The Black Desert Resort course at Ivins, not far from Utah’s border with Nevada, is 1973 Open champion Tom Weiskopf’s final gift to golf – he died in August 2022 at 79 with only nine holes of his creation ready for use. The second nine, completed by fellow architect Phil Smith, was opened last year and the whole is a dramatic 7371-yard par 71 in black lava rock with a spectacular vermilion cliff backdrop.
So welcome to the first Black Desert Championship. With forgiving fairways, only two water hazards and a couple of risk-reward holes to tempt the gamblers, we look set fair for a riot of birdies – and the weather, with temperatures in the 90s (33C) and very little wind, is playing ball.
‘Don’t rule out another big turn-up…’
The cast is much the same as last week. There’s no Nick Dunlap but instead Chris Kirk, at No. 41 the highest-ranked golfer in the 132-man line-up, makes his first start since the Tour Championship. As an eight-time winner, the 39-year-old is one who does know how to get the job done.
Don’t be put off by the six-week layoff. It was six weeks from his final start of 2023 to teeing it up as an outsider at The Sentry (formerly the Tournament of Champions) at Kapalua in January and the steady Oklahoman was too good for America’s finest including Scheffler, Schauffele, Morikawa and Spieth.
In solid enough form through the year to make the final 30 for the Tour Championship on his most recent outing, Kirk could turn out to be great value at 28/1. He is infinitely more trustworthy than the man Fitzdares have put up as 14/1 favourite. That would be Keith Mitchell, a winner once from 185 starts and crestfallen from having blown the Sanderson Farms in Mississippi on Sunday.

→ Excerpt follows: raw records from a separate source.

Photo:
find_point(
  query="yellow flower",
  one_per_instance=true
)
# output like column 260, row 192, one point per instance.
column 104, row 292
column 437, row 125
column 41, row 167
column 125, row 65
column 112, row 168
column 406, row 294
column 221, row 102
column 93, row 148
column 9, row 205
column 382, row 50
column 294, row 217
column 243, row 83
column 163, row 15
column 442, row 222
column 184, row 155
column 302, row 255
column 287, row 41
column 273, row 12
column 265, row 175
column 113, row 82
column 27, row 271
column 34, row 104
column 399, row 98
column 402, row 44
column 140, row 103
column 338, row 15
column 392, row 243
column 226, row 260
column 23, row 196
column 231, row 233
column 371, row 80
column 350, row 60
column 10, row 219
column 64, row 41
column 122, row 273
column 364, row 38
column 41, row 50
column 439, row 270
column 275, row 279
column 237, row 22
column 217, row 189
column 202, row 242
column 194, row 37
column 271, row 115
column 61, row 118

Mitchell had a 25-footer on the 72nd hole for his first victory for five years, knocked it almost 5ft past, missed the one back and suddenly was a loser. If he can get over that embarrassment so quickly I’ll take my hat off to him but there’s no way he should be only half the odds of Kirk and another veteran, Lucas Glover, who tied for third with Mitchell at Jackson.
Admittedly, that was 44-year-old Glover’s first top-ten of a year that will have disappointed him after the glories of the previous August when he rolled back to the clock to his days as a US Open champion – he won his major at ferocious Bethpage Black in 2009 – and mopped up the Wyndham and St Jude titles back to back. His game looked in tip-top order last week with no hint of the putting woes that caused so many barren years and this classy striker looks as good value as Kirk.

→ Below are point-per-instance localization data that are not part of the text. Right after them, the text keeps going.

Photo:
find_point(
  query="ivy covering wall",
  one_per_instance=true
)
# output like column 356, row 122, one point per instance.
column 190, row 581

Utah is not famed for its golfers and the best-known one, Tony Finau, isn’t taking part.
Flying the flag for the Beehive State are Patrick Fishburn and Zac Blair who teamed up for fourth at the Zurich pairs in New Orleans. With eight top-25s in his first year, Fishburn is the superior betting prospect. Although a letdown last week, it will have set him up for this red-letter homecoming and he’s worth another pop as he was a top-six finisher on three of his previous four outings.
It’s been a long, slow road back for four-time winner Daniel Berger after missing 18 months with a serious back problem and although seventh place on Sunday was his first top-ten of a frustrating year, it hinted at the form that brought Ryder and Presidents Cup honours to a fierce talent once rated in the world’s top 25.

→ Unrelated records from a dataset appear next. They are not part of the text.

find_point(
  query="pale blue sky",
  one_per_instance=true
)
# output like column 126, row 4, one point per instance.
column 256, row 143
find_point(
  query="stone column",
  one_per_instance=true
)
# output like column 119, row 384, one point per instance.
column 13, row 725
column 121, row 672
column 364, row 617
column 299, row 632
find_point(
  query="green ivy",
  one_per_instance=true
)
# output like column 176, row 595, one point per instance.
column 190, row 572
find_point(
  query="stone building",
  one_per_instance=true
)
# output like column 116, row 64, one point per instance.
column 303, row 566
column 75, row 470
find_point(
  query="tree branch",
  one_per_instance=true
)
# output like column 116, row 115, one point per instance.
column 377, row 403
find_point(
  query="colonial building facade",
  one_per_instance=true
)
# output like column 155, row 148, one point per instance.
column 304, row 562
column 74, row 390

He and Patton Kizzire, winner of the Procore last month and T11 at the weekend, look sound each-way bets while Seamus Power and Ryan Fox both showed enough in Mississippi to fancy their chances in similar company.
We almost saw a 400/1 winner in Scotland on Sunday and we did see a 100/1 one in Kevin Yu in Jackson who birdied the 72nd and the first extra hole to profit while Mitchell and Beau Hossler dithered – so don’t rule out another big turn-up.
How about Peter Kuest at 250/1? Highly unlikely but you just never know. He has played only three times on the main tour and finished top ten in two of them, in Texas and at the Corales. As a Brigham Young alumnus, the university where all staff and virtually every student are Mormons, the 26-year-old has strong ties with the state. Although a native of California, he now lives in Utah at American Fork 30 miles south of the state capital, Salt Lake City.